1. Measure out your green coffee beans.

I use a scale to weigh my beans, but a measuring spoon will work too. For my air popper, 50g of raw beans is a good amount. At this weight, there are too many beans to zoom around the popper but there are enough so that the air pushes them at a slow crawl. Finding this “not too fast, not too slow” amount of beans for your popper is crucial for an even roast. The point of measuring out this amount is so that you can get consistent results every time.

2. Put the beans in the popper and watch them spin.

It’s good to have a bowl of water outside of your popper’s chute because a lot of airy chaff will float away from the beans. After a few minutes the beans will reach the “first crack”, an audible cracking sound (similar to popping popcorn). This first crack denotes the earliest lightest roast you can have with beans, called a City roast. At this point you watch the beans until they reach the desired color you are shooting for. After another few minutes, the beans will reach an audible “second crack” which means the beans are reaching a Full City + roast. At this point, a lot of steam might be released from the beans and your smoke detector might protest. You can continue roasting pass this stage for a Vienna or French roast, but since I don’t have any fancy equipment at the moment I have always been stopping my roasting at the first sounds of the second crack because it is an easy way to achieve consistency. This roasting process can get really complex (if you want it to), and I highly recommend doing more reading about it if you are interested: Sweet Maria’s Coffee Roasting Theory.

3. Cool the beans.

Immediately after your beans reach a desired roast level, quickly dump them out onto a metal baking sheet, colander, or sieve and jostle them around. We want to give the beans as much surface area as possible to allow them to cool as quickly as possible — using something metal also helps transfer some of the heat away from the beans. The reason we want to cool the beans quickly is because they just came from a 400 degree Fahrenheit popcorn popper and if they aren’t cooled quickly they may actually continue roasting outside of the popper.

4. Patiently wait.

After the beans cool you should ideally wait at least 4 hours before grinding and making coffee with them (this lets some of the CO2 dissipate).
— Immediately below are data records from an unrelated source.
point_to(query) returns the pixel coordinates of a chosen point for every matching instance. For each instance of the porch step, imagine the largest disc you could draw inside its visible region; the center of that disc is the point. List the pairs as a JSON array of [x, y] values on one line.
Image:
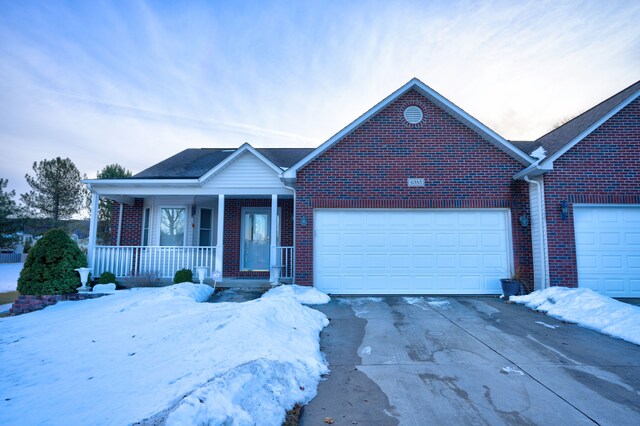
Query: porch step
[[244, 282]]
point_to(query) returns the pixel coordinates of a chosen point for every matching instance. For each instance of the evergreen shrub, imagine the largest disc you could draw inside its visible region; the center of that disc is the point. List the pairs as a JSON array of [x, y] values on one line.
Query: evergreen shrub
[[50, 266]]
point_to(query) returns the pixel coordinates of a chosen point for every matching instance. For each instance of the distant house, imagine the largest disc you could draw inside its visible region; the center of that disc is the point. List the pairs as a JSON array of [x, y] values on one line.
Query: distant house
[[414, 197]]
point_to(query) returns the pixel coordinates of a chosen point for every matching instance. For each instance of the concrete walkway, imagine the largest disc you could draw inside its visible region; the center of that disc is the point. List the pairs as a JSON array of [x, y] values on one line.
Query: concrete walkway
[[469, 360]]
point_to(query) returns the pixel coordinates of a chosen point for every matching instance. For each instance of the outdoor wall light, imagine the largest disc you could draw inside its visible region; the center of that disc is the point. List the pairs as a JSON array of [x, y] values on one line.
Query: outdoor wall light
[[564, 210]]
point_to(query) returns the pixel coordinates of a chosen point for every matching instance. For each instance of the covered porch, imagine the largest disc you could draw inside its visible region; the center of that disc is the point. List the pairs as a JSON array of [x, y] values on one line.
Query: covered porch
[[243, 239]]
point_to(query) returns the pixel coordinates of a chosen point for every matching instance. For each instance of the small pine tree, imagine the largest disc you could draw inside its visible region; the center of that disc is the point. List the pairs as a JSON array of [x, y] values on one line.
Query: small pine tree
[[50, 265]]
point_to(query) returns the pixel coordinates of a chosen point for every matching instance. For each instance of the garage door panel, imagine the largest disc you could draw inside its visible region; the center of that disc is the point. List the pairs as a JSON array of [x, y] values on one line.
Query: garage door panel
[[424, 283], [610, 238], [411, 251], [377, 282], [446, 261], [399, 240], [376, 239], [613, 285], [631, 216], [448, 282], [471, 282], [469, 240], [423, 261], [352, 261], [608, 248], [633, 239], [492, 240], [446, 240], [423, 240], [352, 239], [399, 261], [470, 261]]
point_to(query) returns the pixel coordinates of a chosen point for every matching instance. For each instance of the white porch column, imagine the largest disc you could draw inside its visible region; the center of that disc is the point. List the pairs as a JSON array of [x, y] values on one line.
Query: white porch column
[[274, 239], [220, 235], [93, 229], [120, 223]]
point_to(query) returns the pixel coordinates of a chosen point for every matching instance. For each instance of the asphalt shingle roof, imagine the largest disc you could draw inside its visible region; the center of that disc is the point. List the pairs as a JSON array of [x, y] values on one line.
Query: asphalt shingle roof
[[556, 139], [195, 162]]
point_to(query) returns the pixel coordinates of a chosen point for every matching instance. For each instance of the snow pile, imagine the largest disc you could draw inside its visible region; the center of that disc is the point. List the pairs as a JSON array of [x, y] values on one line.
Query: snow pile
[[157, 354], [302, 294], [104, 288], [587, 308], [9, 274]]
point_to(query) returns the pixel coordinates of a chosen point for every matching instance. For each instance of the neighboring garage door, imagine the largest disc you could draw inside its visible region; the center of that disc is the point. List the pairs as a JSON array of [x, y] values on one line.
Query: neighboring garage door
[[429, 251], [608, 249]]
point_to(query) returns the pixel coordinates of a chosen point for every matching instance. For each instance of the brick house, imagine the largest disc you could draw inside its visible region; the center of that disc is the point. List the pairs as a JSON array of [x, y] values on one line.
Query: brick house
[[587, 189], [414, 197]]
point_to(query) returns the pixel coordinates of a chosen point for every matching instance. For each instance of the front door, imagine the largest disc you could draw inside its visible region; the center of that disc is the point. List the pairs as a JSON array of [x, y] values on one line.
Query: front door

I like to store my beans in glass mason jars. For the first day, I screw the lids to the jars on all of the way and then unscrew them a quarter turn — this leaves just enough room for CO2 produced by the roasted beans to escape from the jar.

Roasting coffee beans is as simple as that. I’m able to setup, roast about .5 pounds of beans, and clean up in about 20 minutes. The coffee made from the beans is on par with the best coffees I can buy at any store or café, and being able to purchase raw green coffee beans online means the variety of coffees I can try is almost limitless. Although the process outlined above has given me great results so far, there is a lot of tweaking that can be done, like holding roasting temperatures between first and second crack for longer periods of time in order to produce different flavors in the roasts. Over time I plan on exploring some of these more technical options!